The jump and link register instruction is JALR when the CHERI execution mode is Capability Pointer Mode; behaves as described in Section 4.4. When the mode is Integer Pointer Mode. In this case, the target address is obtained by adding the sign-extended 12-bit immediate to the x register operand, then setting the least significant bit of the result to zero. The target address is then written to the pcc address and a representability check is performed. The address of the instruction following the jump (pc + 4) is written to an x register; that register’s tag and capability metadata are zeroed.

Zcherihybrid allows changing the current CHERI execution mode when executing JALR from Capability Pointer Mode.

JAL and JALR cause CHERI exceptions when a minimum sized instruction at the target address is not within the bounds of the pcc. An instruction address misaligned exception is raised when the target address is misaligned.

7.4.2. Conditional Branches

The behavior is as shown in Section 4.4.2.2.

7.4.3. Load and Store Instructions

Load and store instructions change behavior depending on the CHERI execution mode although the instruction’s encoding remains unchanged.

Loads and stores behave as described in Section 4.4 when in Capability Pointer Mode. In Integer Pointer Mode, the instructions behave as described in the RISC-V base ISA and rely on x operands only. The capability authorizing the memory access is ddc and the memory address is given by sign-extending the 12-bit immediate offset and adding it to the base address in the x register operand.
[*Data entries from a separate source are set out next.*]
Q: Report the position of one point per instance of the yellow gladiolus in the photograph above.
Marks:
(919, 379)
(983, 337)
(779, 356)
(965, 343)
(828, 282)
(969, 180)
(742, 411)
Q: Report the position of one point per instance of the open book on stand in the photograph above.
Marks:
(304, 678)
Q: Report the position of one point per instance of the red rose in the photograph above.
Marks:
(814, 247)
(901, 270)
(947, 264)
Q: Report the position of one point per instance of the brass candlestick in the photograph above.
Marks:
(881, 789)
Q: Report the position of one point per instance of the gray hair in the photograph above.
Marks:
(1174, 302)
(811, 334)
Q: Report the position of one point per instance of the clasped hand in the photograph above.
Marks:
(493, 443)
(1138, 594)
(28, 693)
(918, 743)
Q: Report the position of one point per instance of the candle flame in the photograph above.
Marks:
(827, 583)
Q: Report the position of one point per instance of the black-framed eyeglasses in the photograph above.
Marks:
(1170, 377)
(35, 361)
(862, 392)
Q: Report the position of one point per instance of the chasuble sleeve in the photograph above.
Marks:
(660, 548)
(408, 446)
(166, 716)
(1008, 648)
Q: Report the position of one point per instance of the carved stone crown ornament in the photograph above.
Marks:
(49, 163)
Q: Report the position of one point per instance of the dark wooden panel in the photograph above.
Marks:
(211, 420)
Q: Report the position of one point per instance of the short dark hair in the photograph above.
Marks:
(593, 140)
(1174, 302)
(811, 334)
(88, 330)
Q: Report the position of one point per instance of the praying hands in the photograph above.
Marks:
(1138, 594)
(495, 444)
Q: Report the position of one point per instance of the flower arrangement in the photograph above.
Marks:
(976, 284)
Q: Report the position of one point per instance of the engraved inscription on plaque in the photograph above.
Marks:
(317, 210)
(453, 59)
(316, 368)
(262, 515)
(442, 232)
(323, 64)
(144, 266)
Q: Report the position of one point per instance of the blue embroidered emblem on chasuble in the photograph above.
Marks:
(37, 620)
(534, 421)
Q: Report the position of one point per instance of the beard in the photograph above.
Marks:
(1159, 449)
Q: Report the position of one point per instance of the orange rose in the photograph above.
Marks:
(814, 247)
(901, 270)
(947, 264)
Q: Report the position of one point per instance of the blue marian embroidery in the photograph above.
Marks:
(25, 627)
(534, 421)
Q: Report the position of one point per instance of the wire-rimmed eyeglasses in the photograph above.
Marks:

The exception cases remain as described in Section 4.4 regardless of the CHERI execution mode.

7.4.4. CSR Instructions

Zcherihybrid adds the concept of CSRs which contain a capability where the address field is visible in Integer Pointer Mode (e.g. mtvec) and the full capability is visible in Capability Pointer Mode through a different name (e.g. mtvecc). These are referred to as extended CSRs. Also, Zcherihybrid adds the new capability CSRs listed in Table 32.

Extended CSRs have only one address; the access width is determined by the execution mode.

When CSRRW is executed on an extended CSR in Integer Pointer Mode:

The register operand is an x register.
Only XLEN bits from the x source are written to the capability address field.
- The tag and metadata are updated as specified in Table 49.
Only XLEN bits are read from the capability address field, which are extended to MXLEN bits according to (RISC-V, 2023) (3.1.6.2. Base ISA Control in mstatus Register) and are then written to the destination x register.

When CSRRW is executed on an extended CSR in Capability Pointer Mode, or on a new capability CSR regardless of the CHERI execution mode:

The register operand is a c register.
The full capability in the c register source is written to the CSR.
- The capability may require modification before the final written value is determined (see Table 49).
The full capability is written to destination c register.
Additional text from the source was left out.